Waterbury Timers Baseball

1947-1950 Waterbury Timers

Colonial League (1947-1950)

Born: 1947 – Colonial League founding franchise.
Folded: July 15, 1950

Stadium: Municipal Stadium

Owners: Joe Lombard, et al.

Governor’s Cup Championships: None

 

Background

The Waterbury Timers were a minor league baseball club that play for three seasons and part of a fourth in the small Western Connecticut city in the years immediately after World War II.  The Timers were founding members of the Colonial League, a Class B loop that included teams from Connecticut, New Jersey and New York.

On August 7th, 1947 the New York Yankees played a mid-season exhibition against the Timers . 9,000 fans turned out at Municipal Stadium to see the eventual World Champions manhandle the Timers 8.-0.

During their four-year run, the Timers fielded only two players with Major League experience.  One was outfielder Hank Lamanna who slugged 21 homers for the 1947 Timers and hit .340 that summer.  Lamanna was a converted pitcher who pitched parts of three seasons for the National League’s Boston Braves from 1940 to 1942.

1949: War Hero Bert Shepard Joins Timers

More notable was war hero Bert Shepard.  Shepard was a minor leaguer in the early 40’s before joining the armed services for the war. Trained as a P-38 fighter pilot, he was shot down over Germany in 1944. In the aftermath of the crash, his life was saved by a German doctor who amputated his mangled left leg below the knee.  A Canadian doctor fitted Shepard with a crude prosthesis in a Nazi POW camp and he was repatriated to the United States in February 1945.

Shepard attended spring training with the Washington Senators a few weeks later and managed to latch on as a batting practice pitcher and coach.  On August 4, 1945, Senators manager Ossie Bluege, facing a depleted staff and a 14-2 deficit against the Boston Red Sox, put Shepard on the mound. Shepard would scatter three hits and one-run over five-and-a-third innings, becoming the first amputee to play Major League Baseball. Shepard would never play in the Majors again. Four weeks later he was awarded the Distinguished Flying Cross for his heroism in the war.

Shepard signed on with the Timers in 1949 as player-manager at a reported salary of $4,000 to $4,500. Shepard pitched and player first base for the club. When Shepard’s notoriety failed to produce the expected bump in attendance, the Timers cash-strapped board of directors cut him loose in August 1949. Shepard’s players first threatened a strike. When the strike effort foundered, Timers players formed a fundraising committee and raised money for Waterbury merchants to underwrite Shepard’s salary. The Timers reinstated Shepard. But bad blood remained and Shepard fought with Timers management over unpaid salary into the offseason.

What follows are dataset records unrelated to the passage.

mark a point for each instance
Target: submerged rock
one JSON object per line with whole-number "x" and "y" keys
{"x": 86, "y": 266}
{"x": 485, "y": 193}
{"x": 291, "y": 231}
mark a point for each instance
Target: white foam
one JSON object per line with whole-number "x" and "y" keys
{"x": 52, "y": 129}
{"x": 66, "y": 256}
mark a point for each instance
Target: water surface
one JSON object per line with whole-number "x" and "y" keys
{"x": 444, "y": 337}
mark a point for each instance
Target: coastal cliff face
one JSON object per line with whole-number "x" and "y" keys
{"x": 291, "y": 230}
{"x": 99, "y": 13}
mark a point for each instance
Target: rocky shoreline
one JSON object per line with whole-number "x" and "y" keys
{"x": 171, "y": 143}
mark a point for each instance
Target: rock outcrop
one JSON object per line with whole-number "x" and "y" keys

1950: Midseason Demise of Colonial League

Needless to say, Shepard didn’t return in 1950.  The return of the Timers and the Colonial League was in doubt too. Red ink flowed and tax liens loomed in cities around the circuit.  A fourth season got underway in April, but the hobbled Colonial League collapsed midway through its schedule in July of 1950.  Pro baseball was absent from Waterbury for the next 15 summers until the arrival of the Waterbury Giants of the Eastern League in 1966.

 

In Memoriam

Timers player-manager Bert Shepard passed away on June 16, 2008 at age 87. New York Times obit.